Par un arrêt en date du 30 janvier 2019 (n°18-12403), la Cour de Cassation a été amenée à se prononcer sur l’expulsion d’un co-indivisaire qui occupait un bien indivis de façon « excessive ».

Selon les termes de l’article 815-9 du Code Civil :

« Chaque indivisaire peut user et jouir des biens indivis conformément à leur destination, dans la mesure compatible avec le droit des autres indivisaires et avec l'effet des actes régulièrement passés au cours de l'indivision. A défaut d'accord entre les intéressés, l'exercice de ce droit est réglé, à titre provisoire, par le président du tribunal.
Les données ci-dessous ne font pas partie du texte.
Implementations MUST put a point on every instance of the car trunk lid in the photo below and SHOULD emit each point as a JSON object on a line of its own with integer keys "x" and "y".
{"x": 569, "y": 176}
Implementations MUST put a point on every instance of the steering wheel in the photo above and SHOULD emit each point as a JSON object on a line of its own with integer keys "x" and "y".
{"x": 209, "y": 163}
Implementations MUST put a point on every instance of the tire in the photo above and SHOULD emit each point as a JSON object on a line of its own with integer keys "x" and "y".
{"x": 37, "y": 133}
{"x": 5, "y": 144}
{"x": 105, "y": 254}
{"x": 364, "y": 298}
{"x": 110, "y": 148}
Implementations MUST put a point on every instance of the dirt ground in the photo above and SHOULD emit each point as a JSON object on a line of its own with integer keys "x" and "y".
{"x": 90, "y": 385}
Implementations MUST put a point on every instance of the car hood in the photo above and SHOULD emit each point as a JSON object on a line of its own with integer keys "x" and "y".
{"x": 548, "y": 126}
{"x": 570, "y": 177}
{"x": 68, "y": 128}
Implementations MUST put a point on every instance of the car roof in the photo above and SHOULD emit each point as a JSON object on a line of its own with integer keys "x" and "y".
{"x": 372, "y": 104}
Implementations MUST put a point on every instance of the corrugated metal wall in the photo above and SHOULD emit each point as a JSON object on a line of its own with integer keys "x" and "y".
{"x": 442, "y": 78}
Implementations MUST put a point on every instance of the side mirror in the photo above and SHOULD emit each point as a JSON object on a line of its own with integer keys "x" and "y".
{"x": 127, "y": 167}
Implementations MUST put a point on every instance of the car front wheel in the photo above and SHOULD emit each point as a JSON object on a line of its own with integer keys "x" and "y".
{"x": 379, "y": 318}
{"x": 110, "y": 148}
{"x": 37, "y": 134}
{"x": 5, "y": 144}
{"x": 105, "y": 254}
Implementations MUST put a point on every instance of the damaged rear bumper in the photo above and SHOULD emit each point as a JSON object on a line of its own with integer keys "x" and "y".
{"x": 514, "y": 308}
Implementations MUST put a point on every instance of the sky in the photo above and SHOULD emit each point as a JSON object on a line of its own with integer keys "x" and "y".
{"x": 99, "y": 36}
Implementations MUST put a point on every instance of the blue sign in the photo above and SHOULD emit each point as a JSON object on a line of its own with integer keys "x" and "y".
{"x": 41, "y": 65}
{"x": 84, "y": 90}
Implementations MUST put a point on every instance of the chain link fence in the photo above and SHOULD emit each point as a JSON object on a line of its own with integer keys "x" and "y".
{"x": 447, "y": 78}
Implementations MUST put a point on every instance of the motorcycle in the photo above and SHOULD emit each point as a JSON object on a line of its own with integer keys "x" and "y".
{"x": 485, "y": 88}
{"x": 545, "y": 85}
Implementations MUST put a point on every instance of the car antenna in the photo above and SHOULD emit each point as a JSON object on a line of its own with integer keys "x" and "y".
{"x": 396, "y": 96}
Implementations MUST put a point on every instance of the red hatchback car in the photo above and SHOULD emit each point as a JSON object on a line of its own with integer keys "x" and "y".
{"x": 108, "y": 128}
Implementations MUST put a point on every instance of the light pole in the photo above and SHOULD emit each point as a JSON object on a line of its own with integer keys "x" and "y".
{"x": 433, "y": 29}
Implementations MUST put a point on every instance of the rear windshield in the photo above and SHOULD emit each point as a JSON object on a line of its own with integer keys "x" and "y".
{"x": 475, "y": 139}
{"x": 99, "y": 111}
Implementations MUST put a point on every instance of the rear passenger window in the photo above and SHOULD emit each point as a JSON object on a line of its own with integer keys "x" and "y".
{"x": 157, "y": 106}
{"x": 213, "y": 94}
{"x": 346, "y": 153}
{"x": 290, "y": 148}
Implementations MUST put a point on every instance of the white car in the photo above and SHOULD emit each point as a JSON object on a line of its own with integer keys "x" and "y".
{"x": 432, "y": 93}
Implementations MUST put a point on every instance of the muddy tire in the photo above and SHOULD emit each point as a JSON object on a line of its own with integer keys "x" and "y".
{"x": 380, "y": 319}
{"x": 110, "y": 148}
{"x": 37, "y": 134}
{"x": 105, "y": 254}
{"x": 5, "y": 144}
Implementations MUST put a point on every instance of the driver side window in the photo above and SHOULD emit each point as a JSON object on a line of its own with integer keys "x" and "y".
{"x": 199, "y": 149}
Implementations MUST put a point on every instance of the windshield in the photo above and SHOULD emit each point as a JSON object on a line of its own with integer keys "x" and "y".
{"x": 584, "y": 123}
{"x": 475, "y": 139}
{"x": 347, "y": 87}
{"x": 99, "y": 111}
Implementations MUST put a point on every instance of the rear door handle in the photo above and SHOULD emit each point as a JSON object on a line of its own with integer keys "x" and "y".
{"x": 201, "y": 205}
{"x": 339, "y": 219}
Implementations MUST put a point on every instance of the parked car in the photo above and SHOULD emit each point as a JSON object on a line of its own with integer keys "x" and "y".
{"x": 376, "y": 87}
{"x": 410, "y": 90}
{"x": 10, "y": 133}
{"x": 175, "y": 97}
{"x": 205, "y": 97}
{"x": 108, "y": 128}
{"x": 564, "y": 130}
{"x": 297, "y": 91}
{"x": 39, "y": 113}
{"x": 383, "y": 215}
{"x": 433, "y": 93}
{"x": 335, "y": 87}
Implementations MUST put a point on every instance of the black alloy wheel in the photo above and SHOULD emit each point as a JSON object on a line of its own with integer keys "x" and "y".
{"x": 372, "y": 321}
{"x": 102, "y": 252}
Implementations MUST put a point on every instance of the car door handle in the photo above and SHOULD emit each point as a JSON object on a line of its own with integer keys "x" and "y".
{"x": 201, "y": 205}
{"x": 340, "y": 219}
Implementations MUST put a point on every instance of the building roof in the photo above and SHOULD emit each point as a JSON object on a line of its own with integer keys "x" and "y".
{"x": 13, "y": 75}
L'indivisaire qui use ou jouit privativement de la chose indivise est, sauf convention contraire, redevable d'une indemnité.»

En l’espèce, un couple divorcé rencontrait des difficultés dans la liquidation et le partage de leurs intérêts patrimoniaux.

Le 07 février 2017, le Président d’un Tribunal de Grande Instance a ordonné la libération d’un immeuble occupé par l’ex-épouse dans un délai de trois mois à compter de la signification de l’ordonnance, sous astreinte provisoire de 100 € par jour de retard pendant un délai de deux mois et a dit qu’à défaut d’évacuation volontaire il sera procédé avec le concours de la force publique.

L’ex-épouse a formé un appel puis un pourvoi contre cette décision.

La Cour de Cassation a rejeté son pourvoi.

Dans le cas concerné, l’ex-épouse occupait l’immeuble indivis depuis 2004, ne versait aucune indemnité d’occupation et ne répondait à rien ni personne même après le jugement ayant ordonné la licitation du bien indivis.

Elle ne donnait ainsi aucune suite aux lettres simples et recommandées qui lui étaient adressés par le Notaire lui demandant de procéder ou de laisser procéder au diagnostic immobilier nécessaire.

Elle ne s’était pas non plus manifestée auprès de l’huissier de justice qui s’était rendu sur les lieux sans pouvoir la rencontrer.

En l’état, la Cour de Cassation a considéré que la Cour d’Appel avait souverainement estimé par une décision suffisamment motivée que le maintien dans le bien immobilier indivis de l’ex- épouse était incompatible avec les droits concurrents de l’ex-époux sur l’immeuble et a pu en déduire l’existence d’un trouble manifestement illicite.

La décision du Juge des Référés a donc été confirmée.

Cela correspond aux cas des indivisaires « indélogeables » d’un bien indivis qu’ils occupent « contre vents et marées » et dont il est bien difficile, pour les autres co-indivisaires, de se débarrasser.

La Cour de Cassation, au regard des faits de l’espèce, a accepté que le co-indivisaire « ventouse » puisse faire l’objet d’une expulsion.